A funny thing happened when I was watching "Opening Night" between The Beloved St. Louis Cardinals and the All New, All Different Miami Marlins: I started to forget. I forgot about all of Miami's shiny new baubles. I forgot about the publicly funded stadium and Jeff Lori's shameful exploitation of Muhammad Ali. I even forgot about ESPN's blatant toadying during their interview with Bud Selig.
I just enjoyed the game. By the time Kyle Loshe (of all people!) took his no hitter into the 7th inning (where it would end) I couldn't even remember that I HAD recent issues with baseball.
That continued through today; I was more interested in Strasburg (and Dempster's surprisingly great performance) than in Chicago footing the bill to rehab Wrigley. I was more interested in Prince Fielder than in the Red Sox' scapegoating at the end of last season. I want to hear Vin Sculley call a game more than I want to hear about the Dodgers' new ownership.

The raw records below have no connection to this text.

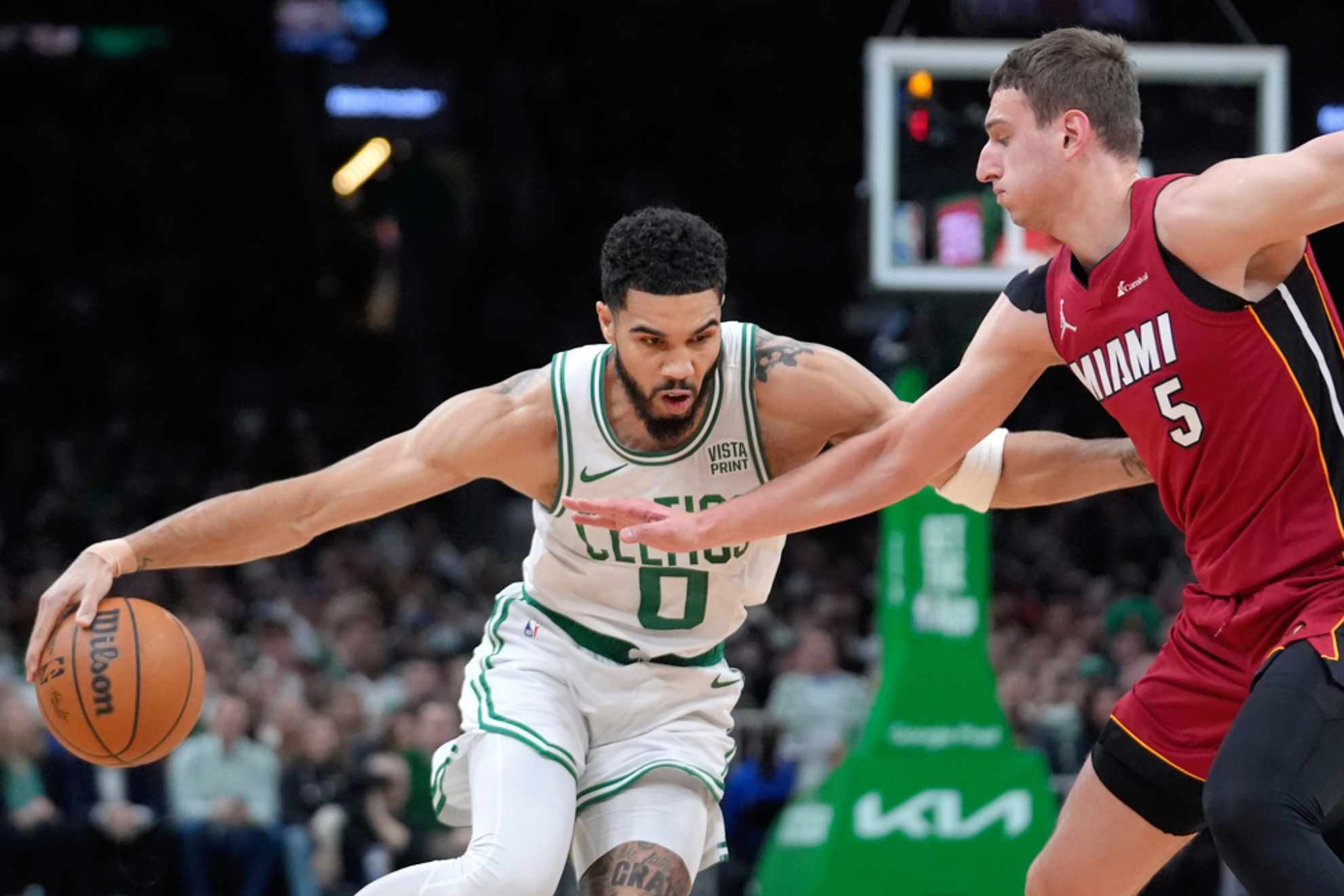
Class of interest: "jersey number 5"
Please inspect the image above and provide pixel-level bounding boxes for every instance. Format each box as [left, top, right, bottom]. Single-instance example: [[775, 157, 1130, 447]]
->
[[639, 567, 709, 629], [1153, 376, 1204, 447]]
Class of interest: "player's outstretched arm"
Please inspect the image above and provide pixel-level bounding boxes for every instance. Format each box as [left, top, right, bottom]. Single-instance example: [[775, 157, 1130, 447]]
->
[[754, 332, 1152, 512], [1157, 133, 1344, 268], [26, 369, 555, 679], [990, 431, 1153, 509], [569, 295, 1059, 550]]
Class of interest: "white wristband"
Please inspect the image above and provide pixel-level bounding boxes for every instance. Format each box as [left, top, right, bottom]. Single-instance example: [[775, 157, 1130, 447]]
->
[[85, 539, 140, 579], [937, 427, 1008, 513]]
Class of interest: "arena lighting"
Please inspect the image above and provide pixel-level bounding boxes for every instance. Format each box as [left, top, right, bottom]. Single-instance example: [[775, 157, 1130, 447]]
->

Opening Day is just one of those events that cuts through the bullshit and gets you right back to the sport. I don't mean that it "lives up to the hype" or "makes the bullshit worth it"; I mean that once that first pitch leaves the pitcher's hand, the hype is irrelevant, the bullshit is set aside, at least for nine innings. Few other events in sports have that power, even though they all reach for it.
In principal, I don't think it's a bad thing. It really is okay to enjoy a sport in spite of whatever moral compromises the people running the sport may have made. If it's not, then you pretty much have to give up the sport, because there's ALWAYS going to be ways that the people making it happen fail us. And I just don't think that sports fans have to choose between having a social conscience and enjoying a game. Indeed, this blog is, in a lot of ways, about keeping both of those ideas in your head at once (it helps that a lot- I might even say most- of the reactionary bullshit around sports actually DETRACTS from the games themselves).
But, at the same time, the major leagues and organizations certainly count on events like Opening Day to make you forget about their lingering issues. Major League Baseball would certainly appreciate it if you focused solely on Clayton Kershaw's flu and didn't think about the growing problem with alcoholism. Fortunately, history shows that this doesn't work all that well; at best, the major sports actors buy themselves a week's distraction from bad behavior. But still, it complicates our role as fans.
That being said, there's nothing wrong with enjoying a good game, so long as we remember the bullshit when it's over. So enjoy Opening Day. We'll get back to work tomorrow.